I have a slightly less conventional scenario involving my custom autograd function (M). Given target of shape: [*, N, *, *], The computational graph looks like this:
> INPUT -> NN -> M.forward (out shape: [*, C, *, *]) -> Zero pad to match C = N -> Loss on all N channels
During backward I want the gradients to the module M be of shape [*, N, *, *], even though its output was having less channels. I know how to handle the extra padded dimensions in the gradient.
An option can be that I pad inside the module M, however I do not know the shape of target before-hand.
Would you have a dummy code sample that shows what you’re trying to do by any change (20 lines that we can run on colab for example)?
In particular, I am wondering what you expect to happen with the NN part of the backward, will they get gradients with different shape than the forward?

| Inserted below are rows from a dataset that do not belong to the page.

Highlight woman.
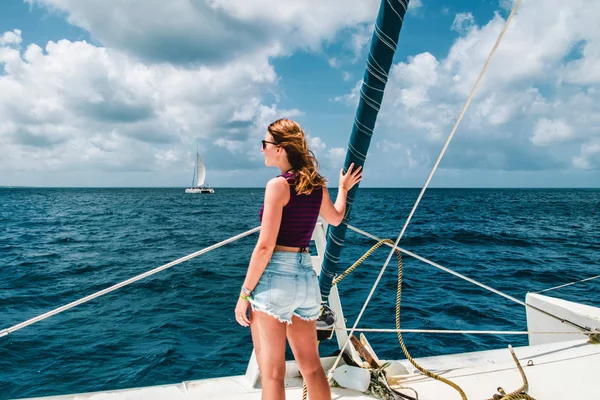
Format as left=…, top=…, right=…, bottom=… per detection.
left=235, top=118, right=362, bottom=400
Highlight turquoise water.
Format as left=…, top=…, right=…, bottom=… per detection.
left=0, top=188, right=600, bottom=399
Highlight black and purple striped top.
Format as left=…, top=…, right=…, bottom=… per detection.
left=258, top=171, right=323, bottom=247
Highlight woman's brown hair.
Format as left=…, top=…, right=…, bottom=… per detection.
left=267, top=118, right=327, bottom=194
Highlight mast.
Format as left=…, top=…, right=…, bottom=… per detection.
left=196, top=152, right=206, bottom=187
left=319, top=0, right=409, bottom=301
left=192, top=150, right=198, bottom=187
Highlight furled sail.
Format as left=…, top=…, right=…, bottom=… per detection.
left=319, top=0, right=409, bottom=301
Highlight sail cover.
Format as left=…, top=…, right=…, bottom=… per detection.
left=319, top=0, right=409, bottom=301
left=194, top=153, right=206, bottom=186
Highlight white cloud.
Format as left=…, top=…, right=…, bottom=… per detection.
left=573, top=140, right=600, bottom=169
left=0, top=29, right=23, bottom=46
left=25, top=0, right=378, bottom=63
left=451, top=13, right=475, bottom=33
left=346, top=0, right=600, bottom=170
left=0, top=35, right=284, bottom=175
left=531, top=118, right=573, bottom=146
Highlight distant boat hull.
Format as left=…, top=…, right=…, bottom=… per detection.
left=185, top=187, right=215, bottom=194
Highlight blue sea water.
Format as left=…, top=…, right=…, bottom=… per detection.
left=0, top=188, right=600, bottom=399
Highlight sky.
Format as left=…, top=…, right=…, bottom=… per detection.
left=0, top=0, right=600, bottom=187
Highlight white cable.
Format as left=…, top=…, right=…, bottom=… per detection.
left=0, top=226, right=260, bottom=337
left=329, top=0, right=521, bottom=378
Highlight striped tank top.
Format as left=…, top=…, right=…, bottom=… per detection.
left=258, top=171, right=323, bottom=247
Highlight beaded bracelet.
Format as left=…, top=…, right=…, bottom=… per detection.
left=242, top=285, right=252, bottom=296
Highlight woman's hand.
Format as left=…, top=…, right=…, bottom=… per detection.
left=339, top=163, right=362, bottom=191
left=235, top=297, right=250, bottom=327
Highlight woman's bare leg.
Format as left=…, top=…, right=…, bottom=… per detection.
left=250, top=311, right=286, bottom=400
left=287, top=315, right=331, bottom=400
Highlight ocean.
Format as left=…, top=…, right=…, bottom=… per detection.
left=0, top=188, right=600, bottom=399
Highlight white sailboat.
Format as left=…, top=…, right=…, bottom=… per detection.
left=185, top=151, right=215, bottom=194
left=0, top=0, right=600, bottom=400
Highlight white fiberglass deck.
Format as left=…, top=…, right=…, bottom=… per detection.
left=23, top=340, right=600, bottom=400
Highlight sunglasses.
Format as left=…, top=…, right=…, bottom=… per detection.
left=261, top=140, right=279, bottom=150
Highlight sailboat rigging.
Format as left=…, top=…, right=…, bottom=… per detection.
left=185, top=150, right=215, bottom=194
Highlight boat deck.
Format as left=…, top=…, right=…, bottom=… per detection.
left=23, top=340, right=600, bottom=400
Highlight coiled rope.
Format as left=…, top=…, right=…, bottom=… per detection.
left=302, top=239, right=467, bottom=400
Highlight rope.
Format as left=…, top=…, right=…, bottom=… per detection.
left=489, top=345, right=535, bottom=400
left=322, top=0, right=521, bottom=382
left=333, top=328, right=593, bottom=335
left=534, top=275, right=600, bottom=293
left=346, top=224, right=600, bottom=341
left=314, top=239, right=466, bottom=400
left=0, top=226, right=260, bottom=337
left=332, top=0, right=524, bottom=399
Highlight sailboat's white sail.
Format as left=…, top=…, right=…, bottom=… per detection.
left=194, top=153, right=206, bottom=187
left=185, top=151, right=215, bottom=193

NN part of the backward would be oblivious to what is going on outside its box . Not sure, if I can make a toy colab example, but perhaps I can elaborate more about the computational graph. Denoting modules by capital letters and variable in small letters:
input -> NN -> x -> M -> z (z has C channels)
z, z_g -> ZERO PADDING -> z_p (Now z has changed to N channels by knowing z_g the ground-truth)
(z_p, z_g) -> LOSS
Module M needs to send back the gradients just w.r.t x, but z is the variable which I am using to calculate how bad x is. In particular I would need have d Loss / dz to have N channels instead of C.
But from you schema, I would expect that the backward of the zero padding will be doing just that. And so by the time you get to M, your grads only have C channels again.
To clarify further, this feature request actually breaks what I want to do:
Although, I believe it is good to have these size checks for normal situations. I would be glad if there is some ‘hack’ to by-pass the size consistency checks. Thanks
Well all the formulas make that assumption so that would most likely break anyways
No, but I would need grad_z to have N channels coming into backward() for it to compute grad_x.
Then why not fold the padding into your custom function M (making z_g (or just N) an input to the custom Function).
That way the custom function will get the gradient of the right size and can handle all of that whichever wya it wants.
As you suggested. Making the zero padding an autograd function, whose backward would actually implement the necessary computations for M.backward(). M.backward() would possibly not do much itself.
Return from M an output z padded with ‘dummy’ channels to make C > N (assuming I know an upper bound on N). The zero padding module is then not required and I can just compute the loss on valid channels of z. That would hurt me in terms of memory, but perhaps I can store the dummy channels through some sparse/empty tensor hack ?
True, but the memory would be an issue. Is there anyway to concatenate ‘empty’ tensor to a valid tensor to inflate number of channels of valid tensor while keeping the memory similar? Thanks again
Yes, but making it generic would require me to know the upper bound on N. But, on hind-sight you are right, that upper-bound might still become tight for some samples in the batch anyway.
Thanks for advices I will give a try. Have a nice day!